Good processes does not guarantee good Risk Management

Having a good systematic process in place doesn't always guarantee good risk management. However, project managers who adopt a systematic approach are typically better informed and better positioned to handle risks than those who don't. It is equally important to create a culture that fosters openness to risk. Simply going through the administrative processes without challenging your thinking and acting on your analysis won't suffice.

Research by Kutsch Elmar suggests that in some projects, project risk management is hindered by deliberate ignorance of project managers. Factors like untopicality, undecidability, and utility of risk-related information, characterized by taboos and suspension of belief, contribute to making risk management an administrative exercise with little or no impact on the project outcome. If ignored by project managers, irrelevance can render project risk management not only ineffective but also counterproductive.

The Australian/New Zealand Institute of Insurance & Finance (ANZIIF) launched its Risk Management Faculty in Sydney in September 2013. Dr.
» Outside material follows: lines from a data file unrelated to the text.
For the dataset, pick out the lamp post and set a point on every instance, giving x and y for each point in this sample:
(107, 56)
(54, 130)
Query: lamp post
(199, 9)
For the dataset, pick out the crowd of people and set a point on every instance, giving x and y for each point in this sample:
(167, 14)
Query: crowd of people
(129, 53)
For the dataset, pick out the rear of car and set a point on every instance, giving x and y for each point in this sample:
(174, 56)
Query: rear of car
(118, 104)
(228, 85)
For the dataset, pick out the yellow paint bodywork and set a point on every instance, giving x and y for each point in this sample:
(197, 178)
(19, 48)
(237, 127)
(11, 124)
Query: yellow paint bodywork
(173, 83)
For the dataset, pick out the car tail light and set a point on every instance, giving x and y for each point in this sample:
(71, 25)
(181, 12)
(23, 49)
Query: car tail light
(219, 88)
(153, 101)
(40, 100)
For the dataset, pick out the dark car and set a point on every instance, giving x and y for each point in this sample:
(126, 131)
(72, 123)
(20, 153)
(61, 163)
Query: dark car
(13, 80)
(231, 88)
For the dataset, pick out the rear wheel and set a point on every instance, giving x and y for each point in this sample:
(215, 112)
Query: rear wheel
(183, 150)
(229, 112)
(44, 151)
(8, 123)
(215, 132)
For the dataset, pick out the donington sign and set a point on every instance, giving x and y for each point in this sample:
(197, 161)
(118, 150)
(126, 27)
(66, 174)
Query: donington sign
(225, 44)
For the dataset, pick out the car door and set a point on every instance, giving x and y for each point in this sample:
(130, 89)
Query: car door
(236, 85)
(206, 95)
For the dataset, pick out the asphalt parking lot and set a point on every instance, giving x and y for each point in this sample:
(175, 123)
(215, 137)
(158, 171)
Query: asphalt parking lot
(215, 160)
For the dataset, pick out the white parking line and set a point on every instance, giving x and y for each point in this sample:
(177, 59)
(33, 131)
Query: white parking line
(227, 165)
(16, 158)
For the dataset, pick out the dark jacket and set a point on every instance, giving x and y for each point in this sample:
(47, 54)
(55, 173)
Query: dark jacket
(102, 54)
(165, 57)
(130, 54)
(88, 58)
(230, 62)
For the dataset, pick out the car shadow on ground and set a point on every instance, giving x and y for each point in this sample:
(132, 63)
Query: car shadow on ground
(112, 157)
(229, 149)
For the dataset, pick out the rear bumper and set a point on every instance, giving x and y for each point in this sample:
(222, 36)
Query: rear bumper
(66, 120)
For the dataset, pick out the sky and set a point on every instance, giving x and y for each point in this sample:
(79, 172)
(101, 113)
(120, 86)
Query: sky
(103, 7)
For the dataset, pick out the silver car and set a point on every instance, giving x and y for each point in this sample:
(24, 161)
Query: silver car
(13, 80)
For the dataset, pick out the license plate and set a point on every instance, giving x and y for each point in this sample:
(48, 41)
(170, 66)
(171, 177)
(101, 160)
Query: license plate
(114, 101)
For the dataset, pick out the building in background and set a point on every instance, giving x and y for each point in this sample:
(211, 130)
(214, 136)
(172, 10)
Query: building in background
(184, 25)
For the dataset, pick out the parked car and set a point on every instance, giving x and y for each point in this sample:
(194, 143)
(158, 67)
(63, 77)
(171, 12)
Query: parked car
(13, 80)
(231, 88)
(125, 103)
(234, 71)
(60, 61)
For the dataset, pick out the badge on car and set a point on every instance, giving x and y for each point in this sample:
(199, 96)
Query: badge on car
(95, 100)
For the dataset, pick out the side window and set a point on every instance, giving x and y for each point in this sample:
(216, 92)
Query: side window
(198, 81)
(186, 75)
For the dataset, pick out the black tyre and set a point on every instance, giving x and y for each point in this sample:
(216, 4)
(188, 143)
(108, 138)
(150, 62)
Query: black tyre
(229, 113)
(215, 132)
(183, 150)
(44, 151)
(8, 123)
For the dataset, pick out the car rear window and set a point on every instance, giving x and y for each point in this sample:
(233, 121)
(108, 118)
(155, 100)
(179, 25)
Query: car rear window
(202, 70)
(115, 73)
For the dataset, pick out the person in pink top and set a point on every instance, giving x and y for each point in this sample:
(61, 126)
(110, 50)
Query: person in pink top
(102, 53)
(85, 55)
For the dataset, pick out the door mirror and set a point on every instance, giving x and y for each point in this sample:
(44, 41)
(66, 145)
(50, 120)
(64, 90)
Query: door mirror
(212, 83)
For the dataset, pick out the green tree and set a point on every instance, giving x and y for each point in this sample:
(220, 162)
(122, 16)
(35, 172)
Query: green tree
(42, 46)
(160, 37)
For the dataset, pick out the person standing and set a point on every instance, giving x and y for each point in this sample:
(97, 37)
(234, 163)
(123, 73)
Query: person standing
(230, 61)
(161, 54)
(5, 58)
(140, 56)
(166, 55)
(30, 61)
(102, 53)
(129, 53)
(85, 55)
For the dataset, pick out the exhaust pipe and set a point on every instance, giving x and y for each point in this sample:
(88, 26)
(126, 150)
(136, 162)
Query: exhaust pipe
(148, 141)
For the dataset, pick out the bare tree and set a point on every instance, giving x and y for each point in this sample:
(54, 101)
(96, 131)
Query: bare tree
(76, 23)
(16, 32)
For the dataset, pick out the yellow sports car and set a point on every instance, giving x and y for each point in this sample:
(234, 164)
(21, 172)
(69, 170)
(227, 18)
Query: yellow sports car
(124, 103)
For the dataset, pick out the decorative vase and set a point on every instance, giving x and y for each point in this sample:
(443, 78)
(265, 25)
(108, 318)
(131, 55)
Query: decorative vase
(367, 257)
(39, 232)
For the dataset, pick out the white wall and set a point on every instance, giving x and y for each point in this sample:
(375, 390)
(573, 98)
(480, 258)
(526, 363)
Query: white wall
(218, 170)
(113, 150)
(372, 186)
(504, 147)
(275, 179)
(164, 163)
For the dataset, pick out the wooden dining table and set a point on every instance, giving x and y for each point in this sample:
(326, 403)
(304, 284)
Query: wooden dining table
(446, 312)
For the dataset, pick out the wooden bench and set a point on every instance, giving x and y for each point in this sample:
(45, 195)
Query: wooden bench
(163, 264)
David Hillson, also known as The Risk Doctor, was the guest speaker at the launch event. During his talk, David challenged the audience's limited thinking about risk and explained how adopting a broader concept of risk can lead to more effective risk management, resulting in more successful projects and businesses.

“Black Swan” and “Perfect Storms”

The Black Swan Theory developed by Nassim Nicholas Taleb explains the significant role of rare, hard-to-predict events that are beyond normal expectations in history, science, finance, and technology. It highlights the non-computability of the probability of consequential rare events using scientific methods and the psychological biases that make people blind to uncertainty and unaware of the massive role of rare events in historical affairs. Taleb criticized our ability to predict the future and our over-reliance on forecasting and measuring risks by projecting historical data. 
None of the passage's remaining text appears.